@AgrivarDragon In a way, "D&D" has a more confusing footprint than "TTRPGs" do. When you say you are running an RPG, it is understood that you need to understand system, setting and tone to get it. When you say "D&D" it is very broad, but everyone thinks they already know the rest.
@SandyofCthulhu@memeslich The big thing for me - tell me what you are doing. If I need a roll from you, I'll tell you. "We try a search roll" is something I reply "but what does your character do?"
@dungeoncraft@memeslich Alas, sometimes I roll the dice, see what the result is, realize how utterly stupid it is, and choose something better only then. I shouldn't have rolled, but I did, and now I choose to fix it.
@TaleMasterTOV@Nobleshield Let me try an analogy - if combat is a boardgame, do you want to play checkers, Twilight Imperium, or something in between?
OSR's real pitch is "combat isn't the point - so we play checkers to get past it to consequences."
4e's pitch is "we have very fun combat."
@Nobleshield Encounters was also a corporate response to Paizo's Pathfinder Society. PF Society scenarios are 4 hour blocks for 4-6 players and are (in general) very well written with strong focus from Paizo - their own team, support, lore, strong con presence, etc.
@LawDogStrikes Night's Black Agents also has a dedicated One on One side system, in "Night's Black Agents: Solo Ops". One GM / One Player is interesting.
@aaronbrown99@BLKfeatherPress GURPS is an objectively outstanding answer for a non-fantasy historical role-playing game. All the tools you need, right on the table and ready to go, for any time period and culture you want to model. Enormous support for anything you want, and as a GM you can design templates.
@LawDogStrikes@OriginalGrogna1 It still shocks me, sometimes, just how much better FASERIP is than most modern "low complexity" systems. Outstanding game. Jeff Grubb did an amazing job with it.

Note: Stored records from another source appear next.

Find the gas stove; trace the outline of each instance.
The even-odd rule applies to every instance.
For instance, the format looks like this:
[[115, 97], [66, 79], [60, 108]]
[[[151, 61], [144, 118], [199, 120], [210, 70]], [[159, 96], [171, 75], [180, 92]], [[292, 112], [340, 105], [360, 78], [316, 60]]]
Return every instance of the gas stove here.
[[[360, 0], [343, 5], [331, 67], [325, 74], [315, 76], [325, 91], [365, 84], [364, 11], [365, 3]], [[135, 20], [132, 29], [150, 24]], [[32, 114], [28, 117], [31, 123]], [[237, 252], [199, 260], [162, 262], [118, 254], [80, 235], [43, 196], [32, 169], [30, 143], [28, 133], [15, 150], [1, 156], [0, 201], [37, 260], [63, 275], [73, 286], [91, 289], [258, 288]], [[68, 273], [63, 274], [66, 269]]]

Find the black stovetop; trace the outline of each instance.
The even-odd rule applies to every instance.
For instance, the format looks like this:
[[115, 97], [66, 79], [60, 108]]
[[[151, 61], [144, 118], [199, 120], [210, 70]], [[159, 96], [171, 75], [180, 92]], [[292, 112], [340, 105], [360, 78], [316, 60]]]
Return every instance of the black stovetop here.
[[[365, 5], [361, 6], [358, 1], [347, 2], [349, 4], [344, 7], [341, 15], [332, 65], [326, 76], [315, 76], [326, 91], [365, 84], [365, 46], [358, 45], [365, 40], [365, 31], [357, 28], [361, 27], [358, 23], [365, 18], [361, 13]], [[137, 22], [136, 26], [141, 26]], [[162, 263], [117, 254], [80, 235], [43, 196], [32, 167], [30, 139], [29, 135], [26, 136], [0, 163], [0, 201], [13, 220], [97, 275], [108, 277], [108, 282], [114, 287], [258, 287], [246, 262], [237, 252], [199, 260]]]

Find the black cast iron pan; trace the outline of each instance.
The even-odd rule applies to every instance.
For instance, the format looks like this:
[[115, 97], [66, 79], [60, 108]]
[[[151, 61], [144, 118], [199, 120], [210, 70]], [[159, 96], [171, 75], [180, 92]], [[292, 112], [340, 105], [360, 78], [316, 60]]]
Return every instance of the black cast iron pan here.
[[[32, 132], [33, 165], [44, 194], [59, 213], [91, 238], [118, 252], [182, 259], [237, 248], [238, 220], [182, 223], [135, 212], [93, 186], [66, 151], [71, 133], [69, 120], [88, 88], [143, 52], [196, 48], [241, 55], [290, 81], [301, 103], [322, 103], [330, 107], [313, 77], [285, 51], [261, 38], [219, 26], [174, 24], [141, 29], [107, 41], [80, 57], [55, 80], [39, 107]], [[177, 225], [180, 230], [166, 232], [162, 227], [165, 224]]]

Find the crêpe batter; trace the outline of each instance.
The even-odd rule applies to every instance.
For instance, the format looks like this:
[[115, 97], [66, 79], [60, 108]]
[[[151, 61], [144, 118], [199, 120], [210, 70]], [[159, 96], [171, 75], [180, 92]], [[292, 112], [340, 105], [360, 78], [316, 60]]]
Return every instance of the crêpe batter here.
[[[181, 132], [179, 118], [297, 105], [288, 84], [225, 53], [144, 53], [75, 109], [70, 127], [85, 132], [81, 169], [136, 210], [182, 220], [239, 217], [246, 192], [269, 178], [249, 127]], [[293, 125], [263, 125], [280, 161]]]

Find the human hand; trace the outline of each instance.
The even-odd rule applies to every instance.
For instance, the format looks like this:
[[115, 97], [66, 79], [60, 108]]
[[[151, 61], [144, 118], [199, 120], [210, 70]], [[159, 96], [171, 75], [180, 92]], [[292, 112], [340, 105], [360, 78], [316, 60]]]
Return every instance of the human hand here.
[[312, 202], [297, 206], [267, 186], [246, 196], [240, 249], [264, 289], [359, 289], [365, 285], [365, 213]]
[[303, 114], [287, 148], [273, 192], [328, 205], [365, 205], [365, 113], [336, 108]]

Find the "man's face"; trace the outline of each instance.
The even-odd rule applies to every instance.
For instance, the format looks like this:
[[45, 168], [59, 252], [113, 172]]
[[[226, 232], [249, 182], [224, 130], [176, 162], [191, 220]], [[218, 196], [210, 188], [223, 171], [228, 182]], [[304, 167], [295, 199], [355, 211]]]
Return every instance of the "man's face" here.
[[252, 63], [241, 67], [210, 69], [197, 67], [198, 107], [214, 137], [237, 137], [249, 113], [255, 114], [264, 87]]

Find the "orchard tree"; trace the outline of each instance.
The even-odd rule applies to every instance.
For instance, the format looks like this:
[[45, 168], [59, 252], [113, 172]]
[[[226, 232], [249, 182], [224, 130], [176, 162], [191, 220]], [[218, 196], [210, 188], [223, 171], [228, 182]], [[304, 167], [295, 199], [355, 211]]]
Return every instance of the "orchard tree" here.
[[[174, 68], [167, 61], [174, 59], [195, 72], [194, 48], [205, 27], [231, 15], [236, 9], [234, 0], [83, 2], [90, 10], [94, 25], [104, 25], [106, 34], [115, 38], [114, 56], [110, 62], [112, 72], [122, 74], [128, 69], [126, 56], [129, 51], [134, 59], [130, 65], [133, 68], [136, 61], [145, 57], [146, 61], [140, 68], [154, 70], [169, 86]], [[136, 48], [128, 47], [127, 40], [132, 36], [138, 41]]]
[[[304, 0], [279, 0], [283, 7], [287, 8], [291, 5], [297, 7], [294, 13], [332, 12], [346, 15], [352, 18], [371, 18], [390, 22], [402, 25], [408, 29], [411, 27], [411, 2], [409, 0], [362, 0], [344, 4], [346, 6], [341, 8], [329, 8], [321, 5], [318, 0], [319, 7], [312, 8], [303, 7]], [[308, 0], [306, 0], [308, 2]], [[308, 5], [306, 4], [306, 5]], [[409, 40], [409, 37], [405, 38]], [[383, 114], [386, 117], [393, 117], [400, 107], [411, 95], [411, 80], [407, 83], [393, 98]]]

@LawDogStrikes This feels to me like two different questions. For "Game Changer" I'd say Champions - opening the door for points based systems. But "exemplify"? Really my answer there is "diversity":
BattleTech
Marvel Super Heroes
Paranoia
TNMT
Twilight:2000
Cyberpunk
Shadowrun
@redwyrmofficial The group you are with is (roughly) 85% of the experience. What game you are playing is the (roughly) remaining 15% of the experience.
@WargodWargaming I look at the stats, and I smile. ๐Yep, this looks very much like a character sheet I might have had someone bring me about 10 or 12 years earlier.
@KeysRetired Divine Right was TSR's best D&D setting, weirdly enough. For years there was an article on one of the nations, or places, or people from this game in "The Dragon". It had (has!) tremendous potential.
@VorpalDerringer@AgrivarDragon@Nobleshield I pushed 3d6 in order for a bit myself, when I went back to "White Box" from AD&D (this would have been summer of '83). But I was very much swimming against the zeitgeist - everybody had an AD&D PH, and knew 4d6 drop lowest was "the norm", so I was just robbing them by trying.
@AgrivarDragon@Nobleshield It matters so much less than you'd think if you are used to 5e. In 5e, you expect to squeeze +4 or +5 out of your stats. In 1e, you might get a +2 somewhere maybe. You can actually just not roll stats and the game doesn't really play differently.
@AgrivarDragon@DyingBreedTT One of the real truths about AD&D (specifically, B/X didn't have this problem) was that anything under a 16 or so just didn't matter much, so it wasn't worth fighting over as long as they rolled it in front of you so you knew it was clean. 4d6 drop makes you happy? Sure, w/e.